CARB Chair Mary Nichols said the administration “used questionable science, faulty logic and ludicrous assumptions to justify what they wanted from the start: to gut and rewrite the single most important air regulation of the past decade.”
However, she’s not alone in the effort and her criticism of the easier standards, which the administration has claimed will make America’s roads safer while cutting costs to automakers.
(White House set to reveal final fuel economy rollback.)
Michigan Attorney General Dana Nessel described the administration’s easier requirements a “gift to the fossil fuel industry” that would harm the state by cutting automotive-related employment by 4%.

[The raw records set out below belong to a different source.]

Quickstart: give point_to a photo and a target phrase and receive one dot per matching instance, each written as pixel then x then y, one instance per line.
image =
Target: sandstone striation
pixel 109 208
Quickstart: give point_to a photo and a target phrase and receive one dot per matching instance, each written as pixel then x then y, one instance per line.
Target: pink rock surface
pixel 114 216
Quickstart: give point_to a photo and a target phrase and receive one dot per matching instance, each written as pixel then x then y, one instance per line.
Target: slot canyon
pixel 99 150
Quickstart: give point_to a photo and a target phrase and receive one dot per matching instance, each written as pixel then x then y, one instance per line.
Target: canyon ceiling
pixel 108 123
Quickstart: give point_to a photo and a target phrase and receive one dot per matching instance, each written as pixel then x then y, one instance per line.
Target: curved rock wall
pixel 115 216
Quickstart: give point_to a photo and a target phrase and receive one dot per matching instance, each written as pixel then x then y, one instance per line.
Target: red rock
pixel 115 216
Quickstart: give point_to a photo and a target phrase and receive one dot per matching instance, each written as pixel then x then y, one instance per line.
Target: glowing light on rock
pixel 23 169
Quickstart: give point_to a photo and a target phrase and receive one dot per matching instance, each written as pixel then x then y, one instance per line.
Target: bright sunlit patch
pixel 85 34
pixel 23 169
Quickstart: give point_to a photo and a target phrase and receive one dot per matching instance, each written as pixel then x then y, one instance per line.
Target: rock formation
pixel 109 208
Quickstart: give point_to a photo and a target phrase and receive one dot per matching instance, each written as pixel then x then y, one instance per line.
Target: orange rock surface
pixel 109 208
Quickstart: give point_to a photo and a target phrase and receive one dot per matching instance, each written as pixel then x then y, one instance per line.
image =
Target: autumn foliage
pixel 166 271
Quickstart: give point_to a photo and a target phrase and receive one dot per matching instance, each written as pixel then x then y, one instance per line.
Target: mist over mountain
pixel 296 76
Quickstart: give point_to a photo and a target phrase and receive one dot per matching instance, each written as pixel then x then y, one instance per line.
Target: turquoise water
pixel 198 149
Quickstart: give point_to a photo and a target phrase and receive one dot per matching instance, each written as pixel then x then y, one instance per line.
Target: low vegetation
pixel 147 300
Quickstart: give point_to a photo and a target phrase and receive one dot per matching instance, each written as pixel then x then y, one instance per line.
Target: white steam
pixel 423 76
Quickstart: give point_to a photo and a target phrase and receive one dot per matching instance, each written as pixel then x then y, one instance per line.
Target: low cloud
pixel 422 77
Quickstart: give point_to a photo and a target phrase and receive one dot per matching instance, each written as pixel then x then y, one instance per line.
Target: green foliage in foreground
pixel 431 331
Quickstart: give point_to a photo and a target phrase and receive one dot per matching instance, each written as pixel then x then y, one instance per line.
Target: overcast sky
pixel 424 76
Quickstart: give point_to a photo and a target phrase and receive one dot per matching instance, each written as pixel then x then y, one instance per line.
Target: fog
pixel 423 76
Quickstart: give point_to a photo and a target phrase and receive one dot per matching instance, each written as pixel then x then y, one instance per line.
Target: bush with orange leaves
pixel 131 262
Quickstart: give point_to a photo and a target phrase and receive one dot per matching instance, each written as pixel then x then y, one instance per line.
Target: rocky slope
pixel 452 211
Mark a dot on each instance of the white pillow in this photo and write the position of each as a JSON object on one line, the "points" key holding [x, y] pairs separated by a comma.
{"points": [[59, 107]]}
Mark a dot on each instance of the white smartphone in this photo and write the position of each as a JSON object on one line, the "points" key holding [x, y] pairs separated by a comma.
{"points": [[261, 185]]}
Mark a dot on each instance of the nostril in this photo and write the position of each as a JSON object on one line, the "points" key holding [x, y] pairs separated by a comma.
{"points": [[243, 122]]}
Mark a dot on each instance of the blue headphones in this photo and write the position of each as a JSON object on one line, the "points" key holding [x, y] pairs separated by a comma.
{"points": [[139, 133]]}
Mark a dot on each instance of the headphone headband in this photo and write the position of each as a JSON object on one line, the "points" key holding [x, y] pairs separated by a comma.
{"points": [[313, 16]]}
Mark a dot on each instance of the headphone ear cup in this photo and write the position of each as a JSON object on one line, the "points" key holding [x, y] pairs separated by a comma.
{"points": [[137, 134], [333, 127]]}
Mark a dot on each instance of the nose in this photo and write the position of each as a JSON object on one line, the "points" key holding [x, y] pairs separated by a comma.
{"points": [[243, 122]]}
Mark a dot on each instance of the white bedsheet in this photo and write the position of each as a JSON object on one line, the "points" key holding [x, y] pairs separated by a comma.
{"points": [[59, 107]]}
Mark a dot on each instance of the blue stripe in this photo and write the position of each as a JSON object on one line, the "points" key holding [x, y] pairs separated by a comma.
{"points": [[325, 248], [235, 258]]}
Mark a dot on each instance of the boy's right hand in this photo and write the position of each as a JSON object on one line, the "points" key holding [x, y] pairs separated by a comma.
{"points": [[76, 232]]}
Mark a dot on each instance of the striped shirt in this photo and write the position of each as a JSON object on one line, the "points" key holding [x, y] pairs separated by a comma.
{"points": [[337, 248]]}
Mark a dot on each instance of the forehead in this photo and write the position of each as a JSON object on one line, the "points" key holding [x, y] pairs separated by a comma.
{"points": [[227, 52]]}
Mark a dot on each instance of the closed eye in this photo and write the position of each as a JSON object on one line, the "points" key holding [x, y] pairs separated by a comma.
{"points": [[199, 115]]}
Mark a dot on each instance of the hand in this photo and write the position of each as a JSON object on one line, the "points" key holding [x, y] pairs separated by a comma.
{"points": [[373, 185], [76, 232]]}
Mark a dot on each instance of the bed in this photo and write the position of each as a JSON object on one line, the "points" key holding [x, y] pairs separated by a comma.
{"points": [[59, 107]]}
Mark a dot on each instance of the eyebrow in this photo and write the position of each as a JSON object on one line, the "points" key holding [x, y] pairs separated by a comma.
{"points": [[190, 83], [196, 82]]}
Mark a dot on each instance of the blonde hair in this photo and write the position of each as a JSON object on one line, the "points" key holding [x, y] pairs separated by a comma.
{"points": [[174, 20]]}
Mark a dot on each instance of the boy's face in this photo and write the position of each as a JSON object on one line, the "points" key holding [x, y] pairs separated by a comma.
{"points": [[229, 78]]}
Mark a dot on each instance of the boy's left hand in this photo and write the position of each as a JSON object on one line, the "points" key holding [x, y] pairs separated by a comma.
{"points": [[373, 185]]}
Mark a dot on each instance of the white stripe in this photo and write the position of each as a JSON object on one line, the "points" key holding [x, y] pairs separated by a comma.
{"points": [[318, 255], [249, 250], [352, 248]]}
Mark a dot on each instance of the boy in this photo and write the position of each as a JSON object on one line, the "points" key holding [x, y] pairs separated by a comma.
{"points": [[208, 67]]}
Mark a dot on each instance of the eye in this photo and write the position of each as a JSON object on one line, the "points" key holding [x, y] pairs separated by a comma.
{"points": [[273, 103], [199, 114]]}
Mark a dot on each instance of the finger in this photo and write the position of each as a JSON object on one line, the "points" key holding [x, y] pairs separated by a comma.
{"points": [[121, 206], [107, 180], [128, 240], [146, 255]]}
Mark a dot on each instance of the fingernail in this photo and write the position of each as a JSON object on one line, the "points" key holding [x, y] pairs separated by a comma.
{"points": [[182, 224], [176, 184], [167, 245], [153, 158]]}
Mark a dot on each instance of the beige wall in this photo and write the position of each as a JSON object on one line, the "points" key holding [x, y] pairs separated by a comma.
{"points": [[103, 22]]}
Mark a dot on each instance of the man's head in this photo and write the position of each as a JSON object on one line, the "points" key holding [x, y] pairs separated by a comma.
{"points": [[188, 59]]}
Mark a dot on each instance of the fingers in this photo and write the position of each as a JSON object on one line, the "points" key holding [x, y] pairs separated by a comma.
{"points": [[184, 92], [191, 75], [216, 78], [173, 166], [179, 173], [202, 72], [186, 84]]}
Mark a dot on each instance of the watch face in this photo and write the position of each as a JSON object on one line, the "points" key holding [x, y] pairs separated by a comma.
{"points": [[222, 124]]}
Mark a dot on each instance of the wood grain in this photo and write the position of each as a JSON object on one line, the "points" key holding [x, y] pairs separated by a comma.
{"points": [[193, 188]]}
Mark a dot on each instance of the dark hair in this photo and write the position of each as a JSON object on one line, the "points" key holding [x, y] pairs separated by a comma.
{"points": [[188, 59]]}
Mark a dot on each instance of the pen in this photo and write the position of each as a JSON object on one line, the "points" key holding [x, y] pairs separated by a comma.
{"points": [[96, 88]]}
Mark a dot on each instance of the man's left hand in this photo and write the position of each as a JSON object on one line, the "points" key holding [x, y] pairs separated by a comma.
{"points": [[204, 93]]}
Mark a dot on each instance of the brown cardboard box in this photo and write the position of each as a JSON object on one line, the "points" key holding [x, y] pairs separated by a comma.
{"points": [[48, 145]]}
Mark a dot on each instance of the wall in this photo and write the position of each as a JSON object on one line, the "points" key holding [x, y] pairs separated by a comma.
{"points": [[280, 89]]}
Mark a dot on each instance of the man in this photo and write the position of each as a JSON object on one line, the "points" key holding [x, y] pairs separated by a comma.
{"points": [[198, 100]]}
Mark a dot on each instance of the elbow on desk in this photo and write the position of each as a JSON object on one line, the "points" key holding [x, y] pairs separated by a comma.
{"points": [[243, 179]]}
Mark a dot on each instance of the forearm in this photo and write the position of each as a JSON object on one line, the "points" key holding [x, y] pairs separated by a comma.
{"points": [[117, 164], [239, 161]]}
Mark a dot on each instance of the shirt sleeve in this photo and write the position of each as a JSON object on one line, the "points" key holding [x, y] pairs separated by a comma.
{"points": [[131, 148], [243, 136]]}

EPA officials declined comment on the suit, Reuters reported, and claimed the new mandate as a “sensible, single national program that strikes the right regulatory balance, protects our environment, and sets reasonable targets for the auto industry.”
While initially siding with the administration’s efforts to ease the rules, automakers have split up into two groups: those with Trump and those looking for a deal.
Reuters reported that a trade group representing General Motors Co., Fiat Chrysler Automobiles, Toyota Motor Corp and others said it would review the lawsuit. Last week, the group sided with the Trump administration plan and opposed a legal challenge to further weaken the requirements, while other automakers including Ford did not.
(EPA, NHTSA submit final fuel economy proposals to Trump.)
Those looking for a deal found one last year. Ford, Honda, BMW and Volkswagen inked a deal with California to meet a standard somewhere between the Obama and Trump requirements. The new rules require the U.S. vehicle fleet to average 40.4 miles per gallon rather than 46.7 under the Obama rules finalized in 2012.